The purpose of the BAT Mobile is to get a suspected drunken driver tested quickly and get the officer back on the road. The process used to detect drunken drivers at DWI checkpoints is simple.

"Every car that comes through the checkpoint, the officer carries on a conversation and asks them for their driver's license," said Moss, a former Wilson County sheriff's deputy.

The officer monitors the driver's demeanor and looks for signs of alcohol impairment. The smell of alcohol is potent. If consumed, it doesn't take long for an officer to detect a hint of alcohol on the driver.

"Once he observes an initial contact, that's a sign of impairment," he said. "Once they form an opinion they are impaired, they are placed under arrest."

Suspected drunken drivers are escorted into the BAT Mobile for an alcohol test. During the visit, they are given an implied consent form, which explains their rights. They also are given a 15-minute waiting period before they have to sign it.

Before the alcohol test is administered, the suspect is allowed to call an attorney for legal advice and call a witness.

"But, they have to be here within 30 minutes," Moss said.

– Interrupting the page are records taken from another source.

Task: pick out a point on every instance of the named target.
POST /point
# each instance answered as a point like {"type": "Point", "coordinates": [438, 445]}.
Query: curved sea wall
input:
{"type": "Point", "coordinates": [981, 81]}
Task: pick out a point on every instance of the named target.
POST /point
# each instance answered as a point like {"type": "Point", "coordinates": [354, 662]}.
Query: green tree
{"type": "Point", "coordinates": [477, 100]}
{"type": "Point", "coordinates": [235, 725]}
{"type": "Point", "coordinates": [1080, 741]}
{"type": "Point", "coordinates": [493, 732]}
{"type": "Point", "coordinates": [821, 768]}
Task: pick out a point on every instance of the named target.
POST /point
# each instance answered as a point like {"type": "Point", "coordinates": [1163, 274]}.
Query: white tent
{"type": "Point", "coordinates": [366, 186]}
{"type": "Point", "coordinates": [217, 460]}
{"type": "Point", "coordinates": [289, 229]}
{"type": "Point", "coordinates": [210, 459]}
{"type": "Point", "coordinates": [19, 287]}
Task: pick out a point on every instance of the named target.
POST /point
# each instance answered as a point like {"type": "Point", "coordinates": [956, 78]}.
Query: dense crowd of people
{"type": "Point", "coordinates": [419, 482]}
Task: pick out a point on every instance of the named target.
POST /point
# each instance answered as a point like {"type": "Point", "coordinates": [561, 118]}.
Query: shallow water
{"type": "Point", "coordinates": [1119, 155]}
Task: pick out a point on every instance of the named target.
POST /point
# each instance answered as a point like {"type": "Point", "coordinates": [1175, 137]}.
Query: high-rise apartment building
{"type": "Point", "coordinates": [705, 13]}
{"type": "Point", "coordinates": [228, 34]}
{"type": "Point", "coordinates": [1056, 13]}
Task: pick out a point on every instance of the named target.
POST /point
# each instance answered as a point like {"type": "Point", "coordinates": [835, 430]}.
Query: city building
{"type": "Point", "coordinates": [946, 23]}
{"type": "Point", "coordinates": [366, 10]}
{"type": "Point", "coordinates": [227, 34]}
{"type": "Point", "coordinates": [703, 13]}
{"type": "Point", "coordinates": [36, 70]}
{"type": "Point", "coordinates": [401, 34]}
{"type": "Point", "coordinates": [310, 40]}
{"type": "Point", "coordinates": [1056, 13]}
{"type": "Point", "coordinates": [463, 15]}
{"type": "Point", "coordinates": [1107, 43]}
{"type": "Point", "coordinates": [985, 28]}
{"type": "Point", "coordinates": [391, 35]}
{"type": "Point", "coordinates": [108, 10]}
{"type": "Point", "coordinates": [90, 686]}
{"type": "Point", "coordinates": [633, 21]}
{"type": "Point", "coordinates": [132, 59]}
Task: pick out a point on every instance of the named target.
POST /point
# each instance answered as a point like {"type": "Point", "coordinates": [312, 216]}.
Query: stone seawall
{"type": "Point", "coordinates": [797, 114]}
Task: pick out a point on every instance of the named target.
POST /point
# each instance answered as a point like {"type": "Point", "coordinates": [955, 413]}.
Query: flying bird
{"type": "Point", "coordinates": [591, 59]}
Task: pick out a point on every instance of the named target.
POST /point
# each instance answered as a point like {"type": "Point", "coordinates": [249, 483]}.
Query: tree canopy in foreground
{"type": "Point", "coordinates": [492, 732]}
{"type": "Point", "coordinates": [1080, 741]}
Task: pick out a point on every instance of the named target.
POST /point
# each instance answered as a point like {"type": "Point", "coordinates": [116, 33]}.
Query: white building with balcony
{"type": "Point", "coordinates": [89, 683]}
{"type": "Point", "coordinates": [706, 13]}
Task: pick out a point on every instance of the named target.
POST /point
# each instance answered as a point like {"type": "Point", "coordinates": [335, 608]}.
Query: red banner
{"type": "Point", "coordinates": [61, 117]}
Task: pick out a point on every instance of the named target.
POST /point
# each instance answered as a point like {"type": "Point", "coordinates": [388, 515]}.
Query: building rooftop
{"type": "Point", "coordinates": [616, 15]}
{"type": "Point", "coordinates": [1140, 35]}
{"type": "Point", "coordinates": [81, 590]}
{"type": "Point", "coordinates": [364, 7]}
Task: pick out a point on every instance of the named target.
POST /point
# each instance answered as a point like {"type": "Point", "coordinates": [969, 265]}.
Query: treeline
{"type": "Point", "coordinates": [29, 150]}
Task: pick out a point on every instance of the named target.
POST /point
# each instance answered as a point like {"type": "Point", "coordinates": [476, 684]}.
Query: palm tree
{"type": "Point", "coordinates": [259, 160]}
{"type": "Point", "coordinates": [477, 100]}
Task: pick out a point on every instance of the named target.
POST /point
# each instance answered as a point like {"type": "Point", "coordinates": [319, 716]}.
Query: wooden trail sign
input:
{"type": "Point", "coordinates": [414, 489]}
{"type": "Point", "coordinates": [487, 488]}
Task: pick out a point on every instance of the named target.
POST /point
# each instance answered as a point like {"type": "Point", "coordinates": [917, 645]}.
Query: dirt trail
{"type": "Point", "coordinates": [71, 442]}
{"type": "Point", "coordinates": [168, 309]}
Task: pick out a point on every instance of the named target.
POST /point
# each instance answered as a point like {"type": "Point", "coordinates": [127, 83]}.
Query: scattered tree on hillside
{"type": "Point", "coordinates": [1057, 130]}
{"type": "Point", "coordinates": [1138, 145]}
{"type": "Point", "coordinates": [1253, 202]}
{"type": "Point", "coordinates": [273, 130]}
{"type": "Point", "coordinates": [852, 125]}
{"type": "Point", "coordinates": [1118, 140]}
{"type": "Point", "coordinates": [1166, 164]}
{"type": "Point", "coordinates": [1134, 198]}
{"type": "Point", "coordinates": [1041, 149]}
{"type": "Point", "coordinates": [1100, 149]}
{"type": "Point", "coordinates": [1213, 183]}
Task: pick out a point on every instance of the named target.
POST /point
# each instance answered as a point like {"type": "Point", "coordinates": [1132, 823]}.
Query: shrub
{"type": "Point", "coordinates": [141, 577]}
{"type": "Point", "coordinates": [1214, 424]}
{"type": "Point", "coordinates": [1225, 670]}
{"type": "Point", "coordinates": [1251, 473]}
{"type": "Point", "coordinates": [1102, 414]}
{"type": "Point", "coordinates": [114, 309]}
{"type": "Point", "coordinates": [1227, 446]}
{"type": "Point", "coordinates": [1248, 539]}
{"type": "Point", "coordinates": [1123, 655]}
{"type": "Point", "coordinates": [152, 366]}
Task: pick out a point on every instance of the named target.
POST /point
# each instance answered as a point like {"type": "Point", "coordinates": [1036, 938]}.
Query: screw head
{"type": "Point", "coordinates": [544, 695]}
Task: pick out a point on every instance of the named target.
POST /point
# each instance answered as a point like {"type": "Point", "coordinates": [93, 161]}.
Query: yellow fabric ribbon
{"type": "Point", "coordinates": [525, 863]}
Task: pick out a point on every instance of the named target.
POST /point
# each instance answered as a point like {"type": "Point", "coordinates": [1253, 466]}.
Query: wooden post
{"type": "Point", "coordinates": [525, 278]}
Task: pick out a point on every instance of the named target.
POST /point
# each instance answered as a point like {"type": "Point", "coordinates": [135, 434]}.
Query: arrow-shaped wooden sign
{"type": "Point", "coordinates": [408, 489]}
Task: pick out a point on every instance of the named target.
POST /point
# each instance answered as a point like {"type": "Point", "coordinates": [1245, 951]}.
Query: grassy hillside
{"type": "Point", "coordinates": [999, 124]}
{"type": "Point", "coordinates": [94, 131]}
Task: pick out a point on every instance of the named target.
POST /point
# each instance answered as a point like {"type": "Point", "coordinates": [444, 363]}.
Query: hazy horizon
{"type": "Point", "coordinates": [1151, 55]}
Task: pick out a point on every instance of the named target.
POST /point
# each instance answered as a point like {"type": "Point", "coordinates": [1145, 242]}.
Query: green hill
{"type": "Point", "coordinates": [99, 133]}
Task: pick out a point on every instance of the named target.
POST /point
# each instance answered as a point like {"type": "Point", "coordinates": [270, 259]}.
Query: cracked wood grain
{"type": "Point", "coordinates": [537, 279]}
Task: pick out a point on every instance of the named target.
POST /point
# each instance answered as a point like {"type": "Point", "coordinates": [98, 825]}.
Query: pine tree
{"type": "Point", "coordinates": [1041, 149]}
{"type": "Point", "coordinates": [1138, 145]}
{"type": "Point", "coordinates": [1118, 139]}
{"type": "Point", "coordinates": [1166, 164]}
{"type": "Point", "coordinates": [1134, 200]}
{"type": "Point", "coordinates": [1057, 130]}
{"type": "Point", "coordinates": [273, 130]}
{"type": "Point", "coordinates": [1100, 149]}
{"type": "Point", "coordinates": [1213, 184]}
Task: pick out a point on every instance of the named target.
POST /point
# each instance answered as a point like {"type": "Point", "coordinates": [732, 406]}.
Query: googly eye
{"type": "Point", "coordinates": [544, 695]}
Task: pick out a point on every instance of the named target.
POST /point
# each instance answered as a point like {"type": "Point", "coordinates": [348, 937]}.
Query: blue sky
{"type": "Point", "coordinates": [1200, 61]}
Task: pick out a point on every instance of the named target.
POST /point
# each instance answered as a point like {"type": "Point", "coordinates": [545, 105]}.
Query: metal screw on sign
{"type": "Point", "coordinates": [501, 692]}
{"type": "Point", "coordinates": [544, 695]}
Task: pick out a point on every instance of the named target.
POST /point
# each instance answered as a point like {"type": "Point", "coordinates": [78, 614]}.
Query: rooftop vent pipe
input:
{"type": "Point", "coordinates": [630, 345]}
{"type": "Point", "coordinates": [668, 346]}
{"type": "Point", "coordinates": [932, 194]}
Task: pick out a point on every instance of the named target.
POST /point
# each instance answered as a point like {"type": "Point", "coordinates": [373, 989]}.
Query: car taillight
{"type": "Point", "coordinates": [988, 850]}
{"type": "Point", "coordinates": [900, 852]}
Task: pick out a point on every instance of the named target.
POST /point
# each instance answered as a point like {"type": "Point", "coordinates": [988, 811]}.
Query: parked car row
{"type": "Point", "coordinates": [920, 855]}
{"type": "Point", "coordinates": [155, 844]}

The alcohol test is administered twice. The officer takes the lower of the second reading, Moss said.

The legal blood alcohol limit is .08, but a person could have a lower blood alcohol content and still be charged with DWI, police say

"If you weigh 105 pounds and you're blood alcohol level is .05 and you're stumbling around, you can be charged with DWI because you're impaired," Biggins said.

An officer would then have to make a case to a magistrate judge on why the suspect should be charged with DWI, Biggins said.

Moss said the DWI law is a two-pronged law.

"It's either impairment or a .08," he said.

The tricks some use to avoid detection like placing a penny under their tongue or eating mustard simply don't work, officials say.

Those charged with DWI automatically lose their driver's license for 30 days. After the 30-day period, offenders can pay a $50 fine to the Wayne County Clerk of Courts office to get their license back.

However, the penalty is stiff for those who refuse the alcohol test.

"If you refuse this test, you automatically lose your license for 13 months," he said.

Some people try to avoid using the Intoxilyzer 5000 by claiming to have asthma, one lung or some other breathing problem. Others pretend to blow lightly into the Intoxilyzer 5000 to avoid detection.

But despite the ploys, the Intoxilyzer 5000 is foolproof, officials say.

"We do a number of tests on all of the myths," Moss said. "Anybody that can blow their mouth can take this test. They only have to blow continuously for seven seconds to complete the test."

West noted a reduction in traffic during the DWI checkpoints, but he still hailed the event a success.

"Normally, we do it on U.S. 117 and U.S. 70, so you'll have the volume," he said. "This is the first one we've brought inside the city, but we've still yielded the same number of DWI arrests that we had on the highway."

During the checkpoints, officers rounded up a number of people who were wanted on other charges.

"It's still good because we're getting them off the streets," West said.

All told, officers issued 61 citations including four for driving while impaired, six seat belt violations, one for a drug violation, two for other criminal offenses, one for uninsured motorists, one for reckless and careless and 46 other traffic violations, according to the Goldsboro Police Department.